At least one new member has a formal tie to the old chapter: Founding Father third-year George Reuter is the younger brother of Nick Reuter (A.B. ’18) who was a member of the original Phi Delt chapter at the time it was shut down. George Reuter declined The Maroon’s request for comment.
“When we start the group from the ground-up with those values, we find that these groups are very successful and they really fit into 2018 a lot better than the other organizations. None of the Phi Delt colonies built within the last ten years have been shut down. They’re all doing quite well,” Norrie said.
In an interview, founding member Gage Bayless, a second-year, stressed the importance of regaining community trust.
“Everyone that joined is aware of the fraternity’s past. But the fact that it happens to be named Phi Delt is, for all intents and purposes, 100 percent a coincidence. Nothing from this frat that we’re starting up is similar [to the old Phi Delt] in any way. That said, we already know that we’re going to be on everyone’s radar,” Bayless said.
“We’re going to be identical to all the other fraternities, but with more pressure on us. That means we have to act all the more responsible…how an ideal frat should look. I think the pressure is going to push us more towards that ideal.”
Bayless also suggested the creation of an oversight board with members from other RSOs on campus, such as the Organization of Black Students, MEChA (El Movimiento Estiduantil Chicanx de Aztlan), and UChicago United, along with a brother from Phi Delt. He said the idea has been previously discussed with a small group of other members, albeit not yet with the full fraternity.
He criticized internal fraternity oversight and investigations as ineffective. “I’m calling DU [Delta Upsilon] out,” he said, although he did not elaborate further.
Bayless said, “In other colleges where fraternities are recognized, the colleges themselves have oversight boards and a hand in risk-management…. All other RSOs have oversight,” he told The Maroon.
Bayless was unsure of future plans for the fraternity. He added that the induction process has not yet started, since the full fraternity will officially launch in the spring.
There will be eight members on the executive board and 15 lower-tier leadership positions, which include roles such as parents’ club chair and intramural chair. However, no executive board has been established yet, for the new chapter remains in the recruitment phase. The “men of the colony” will apply for the positions, providing résumés and partaking in formal interviews with Norrie and Holmes, who will then make the selection.
In response to a Maroon request for comment, second-year Alexander Qu explained his decision to be a part of the new chapter: “I wanted to be a part of a fraternity where individual personalities could thrive and we could work together to become something larger than ourselves.”
Second-year Alec Gleason commented on his decision to join Phi Delt in spite of its former history in an e-mail to The Maroon. “Although Phi Delt has earned a negative reputation over the last few years, I feel nothing that has happened in the past defines what will become of the new fraternity,” he said.

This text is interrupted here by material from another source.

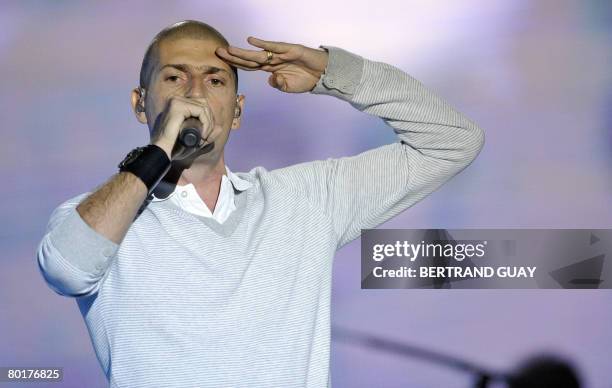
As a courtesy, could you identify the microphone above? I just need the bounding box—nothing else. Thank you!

“We join the scene with positive ambitions. I joined Phi Delt with the intention of collaborating with my friends and peers to work on projects that can bring us closer together in the stressful school environment. The first project will involve bringing the fraternity under an encouraging light while also providing the opportunity for me to get to know my colleagues better and form relationships that will last for life.”